Hulu: Animaniacs Reboot

It’s definitely a new show.

Animaniacs has been off the air for twenty two years and I know this because the first episode is dedicated to telling us over and over that it has indeed been twenty two years. As the show explains, reboots are a cheap way of introducing IP to new generations. The first episode even goes into a song about how Hollywood reboots things because it’s creatively bankrupt and its executives are wimps afraid of taking risks. I’m not quite clear where this is going.

The positive side of this reboot is that most of the voice actors are back. Actually that’s not a good way of putting it. Most of the voice actors are their prior selves. You’ve got Yakko (Rob Paulsen), Wakko (Jess Harnell), and Dot (Tress MacNeille) along with Ralph the Guard (Frank Welker), Pinky (Also Rob Paulsen), and Brain (Maurice LaMarche). Incidentally Steven Spielberg doesn’t voice himself. That’s Andy Milder. He doesn’t do a fantastic job.

Most notable in this show are the characters not coming back, which is everyone else. Slappy Squirrel, Skippy, the Goodfeathers, Mindy, Minerva Mink, Elmyra, Hello Nurse, or anyone else. Pretty much every episode encompasses two Warner sketches and a Pinky sketch. Incidentally this is a plot point. Most episodes have a musical number of some sort.

Episode two gets into the Animaniacs craziness from the start. The Warners are Greek gods now for some reason and decide to take a vacation on a deserted island. They are soon interrupted by Odysseus who in this story is a jock who guzzles goat milk and then crushes the goat on his forehead like a can.

And then the Trump giant showed up. The Trump giant boasts that he lives on the best island and has two eyes (he has one) and the Warners contemplate smiting him before Dot says that they can’t because he’s a demi-god. “Or maybe it was a demagogue” while winking right at the screen.

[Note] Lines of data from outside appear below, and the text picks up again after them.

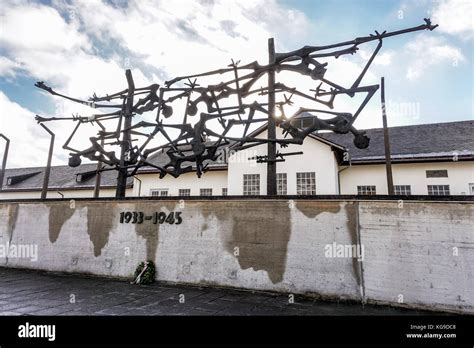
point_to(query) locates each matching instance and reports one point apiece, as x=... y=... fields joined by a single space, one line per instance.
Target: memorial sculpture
x=207 y=125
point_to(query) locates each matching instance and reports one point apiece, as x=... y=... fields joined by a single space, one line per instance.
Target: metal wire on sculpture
x=193 y=145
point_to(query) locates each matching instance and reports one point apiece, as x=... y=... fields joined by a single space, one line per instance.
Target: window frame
x=434 y=190
x=203 y=189
x=180 y=192
x=304 y=191
x=366 y=190
x=402 y=188
x=251 y=184
x=282 y=178
x=160 y=192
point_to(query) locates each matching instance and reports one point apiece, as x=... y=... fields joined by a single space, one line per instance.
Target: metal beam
x=47 y=170
x=271 y=146
x=386 y=139
x=4 y=161
x=126 y=139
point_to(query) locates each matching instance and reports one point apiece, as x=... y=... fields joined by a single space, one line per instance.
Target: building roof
x=413 y=143
x=426 y=142
x=60 y=178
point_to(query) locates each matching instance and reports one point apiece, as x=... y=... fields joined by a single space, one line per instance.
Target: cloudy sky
x=82 y=47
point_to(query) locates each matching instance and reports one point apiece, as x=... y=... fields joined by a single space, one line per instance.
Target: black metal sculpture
x=197 y=143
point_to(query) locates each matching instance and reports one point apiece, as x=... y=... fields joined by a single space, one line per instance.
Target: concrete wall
x=105 y=192
x=460 y=175
x=417 y=254
x=317 y=157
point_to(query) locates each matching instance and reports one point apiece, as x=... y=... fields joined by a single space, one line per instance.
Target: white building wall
x=460 y=174
x=317 y=157
x=215 y=179
x=55 y=194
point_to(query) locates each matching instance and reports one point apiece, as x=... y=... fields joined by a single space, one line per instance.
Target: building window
x=184 y=192
x=366 y=190
x=159 y=192
x=306 y=183
x=251 y=184
x=206 y=192
x=437 y=173
x=438 y=190
x=402 y=190
x=281 y=184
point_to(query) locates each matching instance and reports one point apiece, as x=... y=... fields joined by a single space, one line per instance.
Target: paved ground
x=39 y=293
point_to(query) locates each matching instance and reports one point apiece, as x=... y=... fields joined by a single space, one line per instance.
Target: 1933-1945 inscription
x=139 y=217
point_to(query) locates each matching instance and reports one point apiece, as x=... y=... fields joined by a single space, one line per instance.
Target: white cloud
x=8 y=67
x=429 y=51
x=28 y=143
x=454 y=17
x=83 y=47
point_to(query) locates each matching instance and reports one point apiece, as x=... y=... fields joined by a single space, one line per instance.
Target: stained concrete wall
x=421 y=251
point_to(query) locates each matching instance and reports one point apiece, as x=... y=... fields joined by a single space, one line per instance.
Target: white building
x=432 y=159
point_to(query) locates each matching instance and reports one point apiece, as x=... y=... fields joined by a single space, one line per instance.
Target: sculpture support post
x=99 y=167
x=126 y=140
x=388 y=160
x=47 y=170
x=271 y=147
x=4 y=162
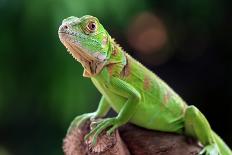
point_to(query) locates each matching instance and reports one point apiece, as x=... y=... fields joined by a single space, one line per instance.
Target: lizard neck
x=115 y=62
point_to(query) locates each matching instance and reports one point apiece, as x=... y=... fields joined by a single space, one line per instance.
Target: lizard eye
x=92 y=26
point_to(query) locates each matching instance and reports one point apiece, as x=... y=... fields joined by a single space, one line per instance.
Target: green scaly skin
x=134 y=92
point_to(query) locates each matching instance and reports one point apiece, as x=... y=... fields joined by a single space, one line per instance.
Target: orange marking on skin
x=146 y=83
x=126 y=70
x=115 y=52
x=167 y=97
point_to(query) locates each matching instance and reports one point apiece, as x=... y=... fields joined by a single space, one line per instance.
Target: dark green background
x=42 y=88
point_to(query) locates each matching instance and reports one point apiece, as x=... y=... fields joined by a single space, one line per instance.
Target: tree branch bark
x=130 y=140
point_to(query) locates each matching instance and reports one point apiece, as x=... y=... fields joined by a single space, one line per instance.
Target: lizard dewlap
x=134 y=92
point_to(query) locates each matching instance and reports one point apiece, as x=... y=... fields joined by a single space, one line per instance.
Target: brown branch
x=129 y=140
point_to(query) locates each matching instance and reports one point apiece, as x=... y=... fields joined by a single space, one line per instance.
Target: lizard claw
x=101 y=126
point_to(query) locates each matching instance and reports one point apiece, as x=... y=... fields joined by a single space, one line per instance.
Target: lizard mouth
x=73 y=47
x=92 y=64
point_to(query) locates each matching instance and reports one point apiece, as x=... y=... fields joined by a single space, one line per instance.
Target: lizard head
x=87 y=41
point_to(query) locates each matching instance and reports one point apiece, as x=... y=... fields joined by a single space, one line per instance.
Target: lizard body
x=134 y=92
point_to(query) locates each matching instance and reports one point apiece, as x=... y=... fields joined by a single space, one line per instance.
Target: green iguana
x=134 y=92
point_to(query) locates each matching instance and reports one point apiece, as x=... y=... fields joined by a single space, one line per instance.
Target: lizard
x=135 y=93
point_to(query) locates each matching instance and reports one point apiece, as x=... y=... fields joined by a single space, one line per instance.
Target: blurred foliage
x=41 y=87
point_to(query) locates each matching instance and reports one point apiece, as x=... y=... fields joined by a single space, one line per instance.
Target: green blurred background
x=187 y=43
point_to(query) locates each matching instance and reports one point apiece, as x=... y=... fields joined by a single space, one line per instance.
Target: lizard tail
x=224 y=149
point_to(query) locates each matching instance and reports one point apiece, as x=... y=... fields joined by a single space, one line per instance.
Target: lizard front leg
x=101 y=111
x=133 y=97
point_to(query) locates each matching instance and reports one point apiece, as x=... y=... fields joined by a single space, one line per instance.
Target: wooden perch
x=129 y=140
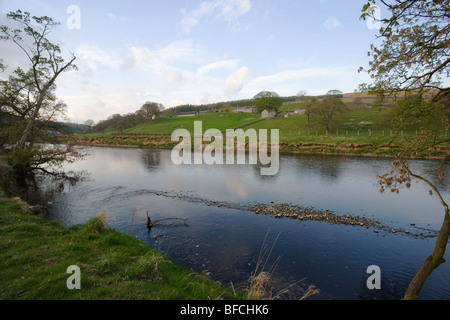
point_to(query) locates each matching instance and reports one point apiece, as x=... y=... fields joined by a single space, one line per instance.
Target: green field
x=356 y=123
x=358 y=131
x=221 y=121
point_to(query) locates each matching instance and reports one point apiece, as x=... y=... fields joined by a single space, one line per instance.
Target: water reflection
x=225 y=243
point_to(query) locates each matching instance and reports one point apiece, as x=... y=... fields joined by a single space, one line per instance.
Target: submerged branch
x=151 y=223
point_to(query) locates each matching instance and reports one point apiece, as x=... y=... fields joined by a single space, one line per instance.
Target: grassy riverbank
x=358 y=132
x=35 y=254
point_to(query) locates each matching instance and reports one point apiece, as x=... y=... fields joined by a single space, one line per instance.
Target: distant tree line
x=149 y=111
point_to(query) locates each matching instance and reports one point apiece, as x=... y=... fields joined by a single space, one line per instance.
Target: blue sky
x=199 y=51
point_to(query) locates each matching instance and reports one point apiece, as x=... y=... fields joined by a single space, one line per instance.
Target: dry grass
x=260 y=286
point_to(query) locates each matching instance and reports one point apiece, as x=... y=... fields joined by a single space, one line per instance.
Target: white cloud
x=332 y=23
x=238 y=80
x=224 y=64
x=94 y=57
x=222 y=10
x=115 y=17
x=172 y=80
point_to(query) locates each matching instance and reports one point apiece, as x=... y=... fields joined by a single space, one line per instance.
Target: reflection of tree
x=151 y=159
x=43 y=188
x=325 y=166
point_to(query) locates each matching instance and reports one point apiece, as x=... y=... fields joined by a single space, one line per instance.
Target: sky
x=178 y=52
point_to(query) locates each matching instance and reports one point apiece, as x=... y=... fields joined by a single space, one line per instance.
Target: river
x=228 y=243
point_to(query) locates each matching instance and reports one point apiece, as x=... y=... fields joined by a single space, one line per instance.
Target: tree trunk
x=432 y=262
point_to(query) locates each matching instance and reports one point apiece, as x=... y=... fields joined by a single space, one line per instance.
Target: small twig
x=151 y=222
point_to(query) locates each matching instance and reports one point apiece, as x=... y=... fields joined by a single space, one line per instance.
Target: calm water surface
x=226 y=243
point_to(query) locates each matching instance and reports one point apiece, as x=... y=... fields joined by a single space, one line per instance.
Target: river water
x=228 y=243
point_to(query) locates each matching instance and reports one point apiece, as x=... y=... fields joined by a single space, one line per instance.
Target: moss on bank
x=35 y=254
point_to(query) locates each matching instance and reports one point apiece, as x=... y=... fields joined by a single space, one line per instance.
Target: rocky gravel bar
x=298 y=213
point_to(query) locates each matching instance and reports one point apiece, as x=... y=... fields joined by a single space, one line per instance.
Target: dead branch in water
x=151 y=222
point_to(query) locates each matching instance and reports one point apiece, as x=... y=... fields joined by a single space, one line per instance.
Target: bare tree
x=28 y=96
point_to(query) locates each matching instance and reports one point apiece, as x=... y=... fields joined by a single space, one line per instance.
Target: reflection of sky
x=340 y=184
x=228 y=242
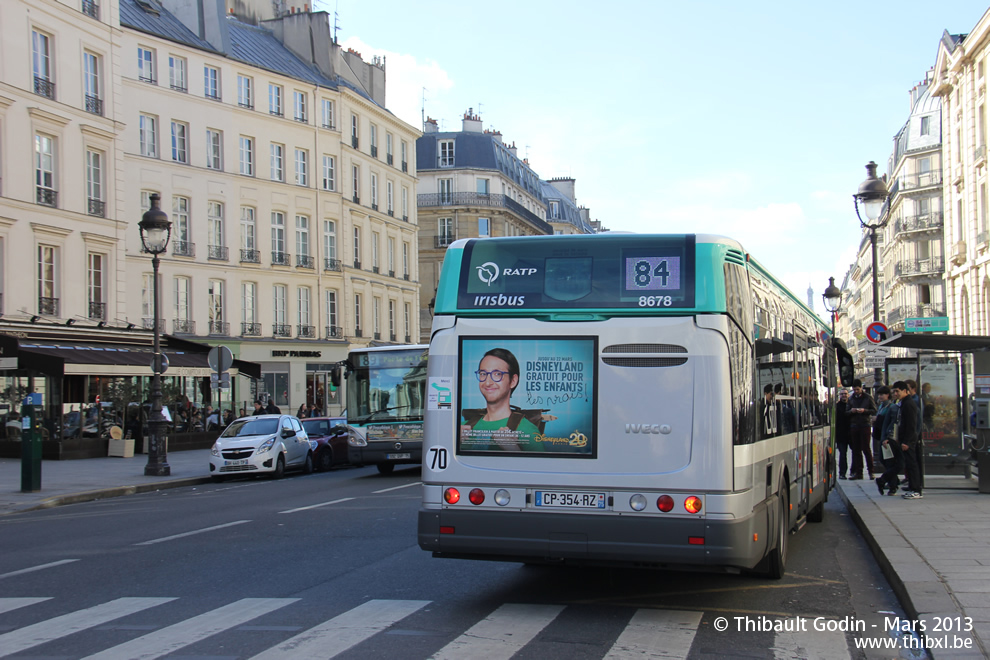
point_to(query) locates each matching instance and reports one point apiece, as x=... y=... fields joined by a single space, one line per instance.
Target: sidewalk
x=935 y=551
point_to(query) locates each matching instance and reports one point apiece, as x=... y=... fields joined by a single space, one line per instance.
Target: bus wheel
x=778 y=556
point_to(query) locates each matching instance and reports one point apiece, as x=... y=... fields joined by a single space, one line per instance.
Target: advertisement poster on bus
x=532 y=396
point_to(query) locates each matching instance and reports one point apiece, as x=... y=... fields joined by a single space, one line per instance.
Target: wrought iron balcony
x=219 y=328
x=250 y=329
x=148 y=323
x=46 y=196
x=94 y=105
x=47 y=306
x=183 y=249
x=44 y=87
x=218 y=252
x=183 y=327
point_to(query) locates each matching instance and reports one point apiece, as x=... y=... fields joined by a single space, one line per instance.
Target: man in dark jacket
x=907 y=436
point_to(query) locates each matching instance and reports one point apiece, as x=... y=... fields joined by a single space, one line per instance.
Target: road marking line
x=9 y=604
x=385 y=490
x=344 y=631
x=37 y=568
x=317 y=506
x=197 y=531
x=657 y=634
x=172 y=638
x=68 y=624
x=501 y=634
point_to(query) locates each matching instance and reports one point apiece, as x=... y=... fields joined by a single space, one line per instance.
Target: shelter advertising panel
x=532 y=396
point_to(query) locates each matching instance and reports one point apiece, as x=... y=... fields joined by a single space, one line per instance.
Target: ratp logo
x=488 y=272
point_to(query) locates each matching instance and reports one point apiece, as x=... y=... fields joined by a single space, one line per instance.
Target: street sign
x=875 y=356
x=876 y=332
x=927 y=324
x=220 y=358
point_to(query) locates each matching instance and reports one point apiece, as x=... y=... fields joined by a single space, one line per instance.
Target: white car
x=261 y=444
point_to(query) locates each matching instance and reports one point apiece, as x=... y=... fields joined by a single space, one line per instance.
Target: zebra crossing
x=648 y=633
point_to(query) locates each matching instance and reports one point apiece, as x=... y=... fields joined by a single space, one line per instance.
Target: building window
x=275 y=100
x=446 y=153
x=278 y=162
x=214 y=149
x=44 y=170
x=148 y=134
x=180 y=151
x=245 y=92
x=211 y=82
x=328 y=114
x=177 y=73
x=302 y=167
x=329 y=173
x=146 y=65
x=247 y=156
x=91 y=83
x=299 y=106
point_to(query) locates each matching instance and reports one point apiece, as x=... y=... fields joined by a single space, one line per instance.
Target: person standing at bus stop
x=861 y=407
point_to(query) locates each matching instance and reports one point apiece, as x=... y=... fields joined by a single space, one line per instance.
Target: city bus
x=647 y=400
x=385 y=388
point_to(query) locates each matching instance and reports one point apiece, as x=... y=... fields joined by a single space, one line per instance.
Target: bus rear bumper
x=594 y=539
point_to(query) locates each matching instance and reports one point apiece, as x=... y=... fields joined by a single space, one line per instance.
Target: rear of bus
x=619 y=447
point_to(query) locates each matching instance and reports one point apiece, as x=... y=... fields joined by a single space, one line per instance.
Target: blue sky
x=752 y=120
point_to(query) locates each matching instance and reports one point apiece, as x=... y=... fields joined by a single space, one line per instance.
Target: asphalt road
x=326 y=565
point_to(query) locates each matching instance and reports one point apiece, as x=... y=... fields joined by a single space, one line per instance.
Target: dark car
x=328 y=437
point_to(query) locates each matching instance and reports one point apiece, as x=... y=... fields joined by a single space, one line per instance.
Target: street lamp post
x=156 y=229
x=872 y=197
x=833 y=300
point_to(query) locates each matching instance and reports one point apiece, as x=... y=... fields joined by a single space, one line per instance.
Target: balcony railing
x=219 y=328
x=148 y=323
x=97 y=310
x=46 y=196
x=431 y=200
x=218 y=252
x=47 y=306
x=183 y=327
x=250 y=329
x=97 y=207
x=183 y=249
x=911 y=267
x=44 y=87
x=94 y=105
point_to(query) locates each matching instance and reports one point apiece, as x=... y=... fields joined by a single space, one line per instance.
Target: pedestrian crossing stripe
x=649 y=633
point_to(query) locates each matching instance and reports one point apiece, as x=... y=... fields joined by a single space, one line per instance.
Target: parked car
x=261 y=444
x=328 y=437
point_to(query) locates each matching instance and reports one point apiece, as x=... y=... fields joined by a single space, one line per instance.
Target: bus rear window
x=603 y=272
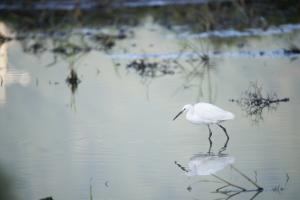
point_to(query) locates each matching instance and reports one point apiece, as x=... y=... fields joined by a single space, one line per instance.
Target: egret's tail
x=229 y=116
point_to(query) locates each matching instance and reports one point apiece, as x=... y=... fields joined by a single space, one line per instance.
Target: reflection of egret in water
x=9 y=76
x=204 y=164
x=73 y=81
x=253 y=102
x=208 y=163
x=196 y=71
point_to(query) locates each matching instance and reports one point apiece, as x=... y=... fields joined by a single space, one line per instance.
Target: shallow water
x=113 y=137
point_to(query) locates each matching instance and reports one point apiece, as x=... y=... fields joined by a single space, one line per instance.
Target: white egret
x=206 y=113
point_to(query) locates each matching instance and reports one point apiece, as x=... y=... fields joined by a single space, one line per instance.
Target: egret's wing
x=211 y=113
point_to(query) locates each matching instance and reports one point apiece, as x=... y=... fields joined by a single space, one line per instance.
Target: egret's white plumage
x=206 y=113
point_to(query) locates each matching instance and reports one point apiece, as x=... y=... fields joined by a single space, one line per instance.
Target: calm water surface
x=114 y=136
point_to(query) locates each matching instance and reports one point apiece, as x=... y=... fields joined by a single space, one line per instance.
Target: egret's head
x=187 y=107
x=184 y=109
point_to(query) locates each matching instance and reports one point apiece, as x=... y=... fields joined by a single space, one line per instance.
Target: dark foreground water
x=96 y=122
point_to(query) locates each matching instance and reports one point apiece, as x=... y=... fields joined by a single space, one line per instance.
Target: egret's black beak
x=178 y=114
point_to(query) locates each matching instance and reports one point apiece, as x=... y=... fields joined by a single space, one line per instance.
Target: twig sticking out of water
x=253 y=102
x=279 y=188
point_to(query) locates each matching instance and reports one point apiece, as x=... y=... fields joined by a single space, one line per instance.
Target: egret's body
x=206 y=113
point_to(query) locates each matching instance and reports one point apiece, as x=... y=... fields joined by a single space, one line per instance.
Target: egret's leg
x=209 y=138
x=224 y=129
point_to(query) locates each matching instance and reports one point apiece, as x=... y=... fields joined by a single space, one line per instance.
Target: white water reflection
x=207 y=163
x=8 y=75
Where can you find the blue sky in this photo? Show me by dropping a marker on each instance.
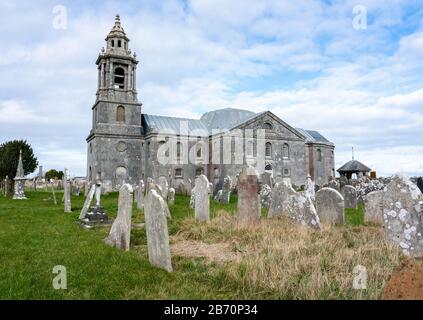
(303, 60)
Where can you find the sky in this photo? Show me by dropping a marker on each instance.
(352, 70)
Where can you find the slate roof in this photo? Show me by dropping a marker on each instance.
(214, 122)
(353, 166)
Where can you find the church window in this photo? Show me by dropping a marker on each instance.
(268, 149)
(119, 78)
(268, 126)
(285, 151)
(319, 155)
(120, 114)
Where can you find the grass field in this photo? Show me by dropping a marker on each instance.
(277, 260)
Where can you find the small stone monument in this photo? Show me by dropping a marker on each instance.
(120, 232)
(19, 193)
(157, 231)
(248, 207)
(201, 194)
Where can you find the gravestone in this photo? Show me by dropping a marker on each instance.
(373, 207)
(310, 188)
(171, 196)
(226, 190)
(350, 197)
(157, 231)
(164, 186)
(140, 195)
(265, 196)
(420, 183)
(330, 206)
(402, 216)
(248, 207)
(19, 179)
(201, 194)
(120, 232)
(66, 192)
(87, 202)
(297, 206)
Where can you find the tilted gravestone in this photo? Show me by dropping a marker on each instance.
(201, 193)
(120, 232)
(171, 196)
(297, 206)
(157, 231)
(330, 206)
(248, 207)
(373, 207)
(402, 215)
(350, 197)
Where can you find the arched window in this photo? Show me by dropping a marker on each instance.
(120, 114)
(285, 151)
(268, 126)
(119, 78)
(319, 155)
(268, 149)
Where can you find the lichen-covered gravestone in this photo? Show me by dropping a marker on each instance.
(157, 231)
(402, 215)
(120, 232)
(350, 197)
(248, 207)
(201, 193)
(297, 206)
(330, 206)
(373, 207)
(171, 196)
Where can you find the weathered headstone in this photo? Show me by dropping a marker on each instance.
(402, 215)
(226, 190)
(120, 232)
(201, 193)
(19, 193)
(171, 196)
(350, 197)
(248, 207)
(157, 231)
(330, 206)
(66, 192)
(373, 206)
(297, 206)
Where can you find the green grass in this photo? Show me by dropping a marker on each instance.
(36, 235)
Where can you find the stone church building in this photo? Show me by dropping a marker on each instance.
(126, 145)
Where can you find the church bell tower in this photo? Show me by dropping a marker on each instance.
(114, 143)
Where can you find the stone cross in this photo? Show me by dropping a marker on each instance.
(373, 207)
(157, 231)
(402, 215)
(120, 232)
(330, 206)
(350, 197)
(201, 193)
(66, 192)
(87, 202)
(248, 207)
(171, 196)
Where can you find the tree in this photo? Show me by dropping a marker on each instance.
(54, 174)
(9, 157)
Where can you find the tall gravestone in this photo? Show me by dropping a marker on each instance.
(373, 207)
(19, 193)
(248, 207)
(201, 193)
(402, 215)
(330, 206)
(157, 231)
(120, 232)
(350, 197)
(66, 192)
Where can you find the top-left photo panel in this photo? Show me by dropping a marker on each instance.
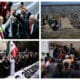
(19, 20)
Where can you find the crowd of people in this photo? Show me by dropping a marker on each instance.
(53, 23)
(21, 61)
(65, 63)
(23, 24)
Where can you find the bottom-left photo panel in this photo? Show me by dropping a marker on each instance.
(19, 59)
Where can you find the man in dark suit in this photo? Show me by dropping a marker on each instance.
(32, 28)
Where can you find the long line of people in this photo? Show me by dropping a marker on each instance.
(65, 63)
(24, 24)
(53, 22)
(21, 61)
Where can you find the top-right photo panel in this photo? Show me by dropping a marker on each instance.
(60, 20)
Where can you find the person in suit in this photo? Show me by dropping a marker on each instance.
(32, 28)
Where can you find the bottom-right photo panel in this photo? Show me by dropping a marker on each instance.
(60, 59)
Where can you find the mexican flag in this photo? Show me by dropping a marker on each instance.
(11, 49)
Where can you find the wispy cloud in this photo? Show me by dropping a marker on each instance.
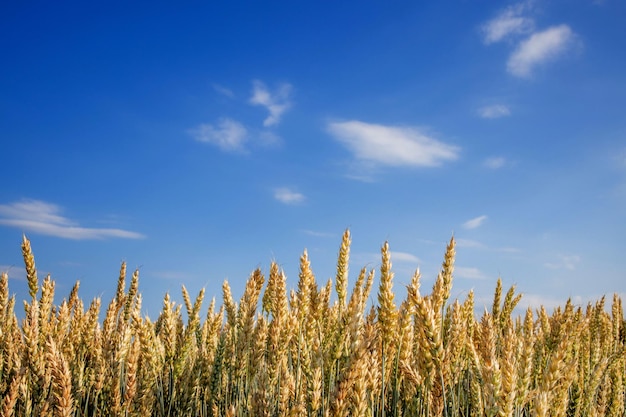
(568, 262)
(539, 48)
(276, 103)
(494, 111)
(475, 222)
(229, 135)
(288, 196)
(494, 162)
(468, 273)
(45, 218)
(509, 22)
(390, 145)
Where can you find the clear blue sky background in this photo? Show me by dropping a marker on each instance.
(200, 141)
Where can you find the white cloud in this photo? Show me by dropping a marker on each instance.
(288, 196)
(539, 48)
(404, 257)
(468, 273)
(276, 103)
(510, 22)
(475, 222)
(394, 146)
(494, 112)
(495, 162)
(228, 135)
(568, 262)
(45, 218)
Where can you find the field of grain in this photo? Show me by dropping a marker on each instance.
(316, 350)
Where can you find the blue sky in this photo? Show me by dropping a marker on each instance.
(198, 142)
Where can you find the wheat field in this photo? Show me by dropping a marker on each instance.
(316, 350)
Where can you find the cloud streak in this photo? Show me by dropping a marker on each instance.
(392, 146)
(276, 103)
(539, 48)
(228, 135)
(288, 196)
(45, 218)
(510, 22)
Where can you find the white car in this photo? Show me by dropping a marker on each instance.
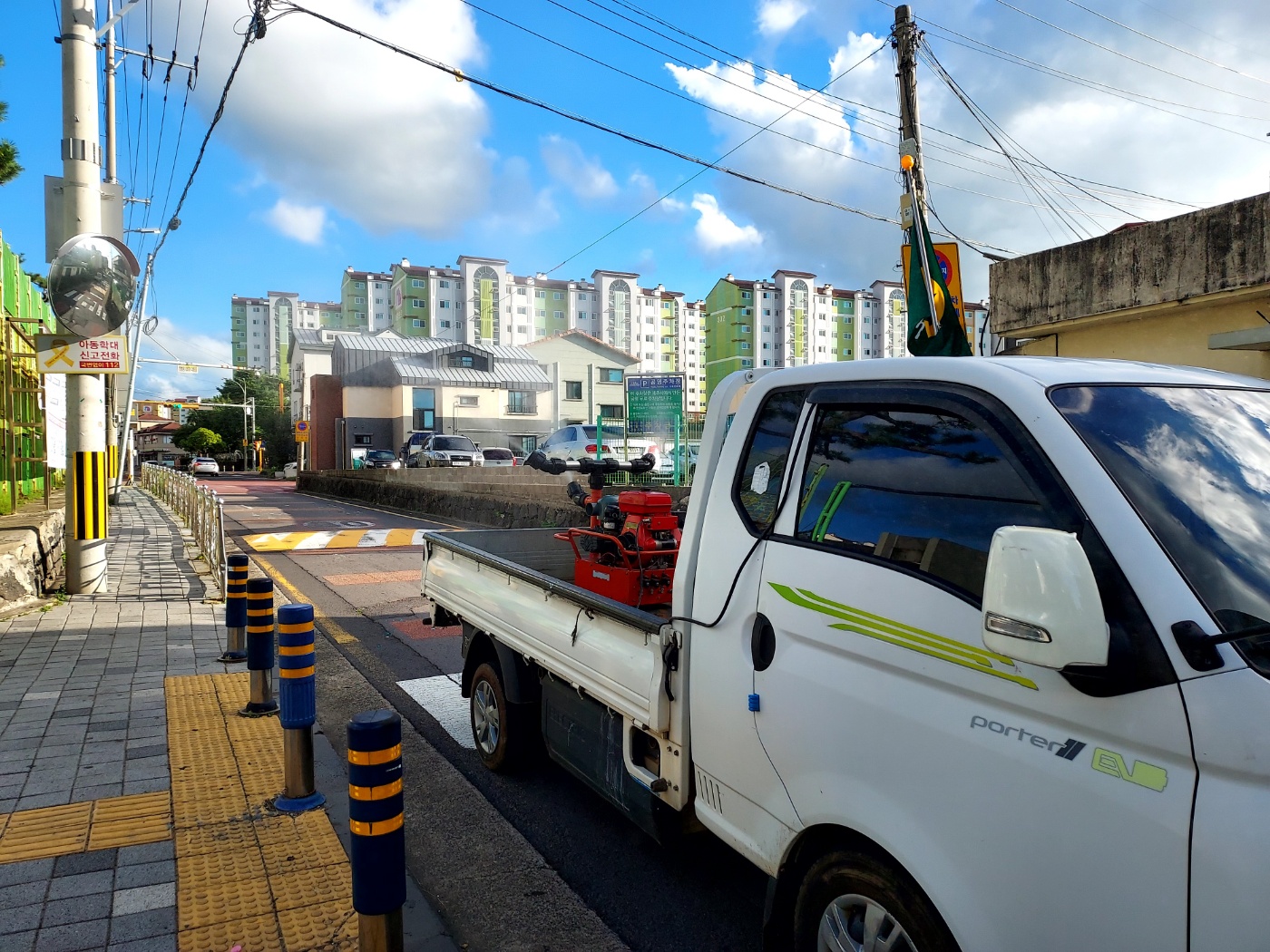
(578, 441)
(440, 450)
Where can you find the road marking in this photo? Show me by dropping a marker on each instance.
(337, 631)
(442, 698)
(372, 578)
(343, 539)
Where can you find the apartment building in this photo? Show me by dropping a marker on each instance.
(260, 326)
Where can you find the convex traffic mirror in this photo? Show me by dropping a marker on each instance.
(92, 283)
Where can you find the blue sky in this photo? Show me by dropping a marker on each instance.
(336, 152)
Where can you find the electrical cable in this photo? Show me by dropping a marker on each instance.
(702, 170)
(1137, 98)
(851, 102)
(1166, 44)
(1133, 59)
(249, 34)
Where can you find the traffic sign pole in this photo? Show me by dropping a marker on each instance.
(82, 203)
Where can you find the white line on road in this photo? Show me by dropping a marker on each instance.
(442, 698)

There are a lot of references of various dated nature as though the creators are angry that they weren’t around at the time and need to catch up on all twenty two years. Leroy Jenkins, Game of Thrones, and more.

Not all of the episodes work and when they don’t work they tend to really not work. For instance the fourth episode has an entire sketch dedicated to a man who introduces bunnies to the WB lot which results in a lot of “high capacity bun violence.” Get it? Buns. Buns. BUN VIOLENCE. The Warners fix the situation by calling in the Australian dingos who the show notes had dealt with their bun violence problem with a bun buyback program.

The problem inherit in the system is that since the cast of characters is woefully underpopulated the sketches themselves have been lengthened to fill the gaps. Sketches on the original Animaniacs were short, as short as a minute and maybe running upwards of four minutes for a long one. These sketches are roughly ten minutes of a 22 minute show.

I think the most dangerous thing the show presents is a character feeding her dog chocolate ice cream. You know that episode gets a lot more disgusting when she starts french kissing the dog and then chews up a dog biscuit and vomits it into the dog’s mouth like a bird. I’m not joking.

Family Guy’s Wellesley Wild has taken over as showrunner, a notion that is immediately obvious as the show does utilize Family Guy’s unfunny barely relevant cutaway gags. There’s a very strange knockoff of Elmyra.

The worst crime of Animaniacs is that it lacks a lot of the energetic nature of the old show. What made the show really wacky was the writers constantly getting what they could past the censors. The Hulu reboot feels like what the show would have been had the censors been successful.

An Arnold parody competing in the Greek Games (non-trademark Olympics) is funny. A Tucker Carlson parody named Tuck Buckerson working for Faux News isn’t funny or insightful. The Brain creating the perfect first lady out of keepsakes from previous FLOTUS folk who eventually usurps his intelligence can be an interesting story.

There’s also a Tom Cruise is short joke. I guess this show isn’t that bad after all.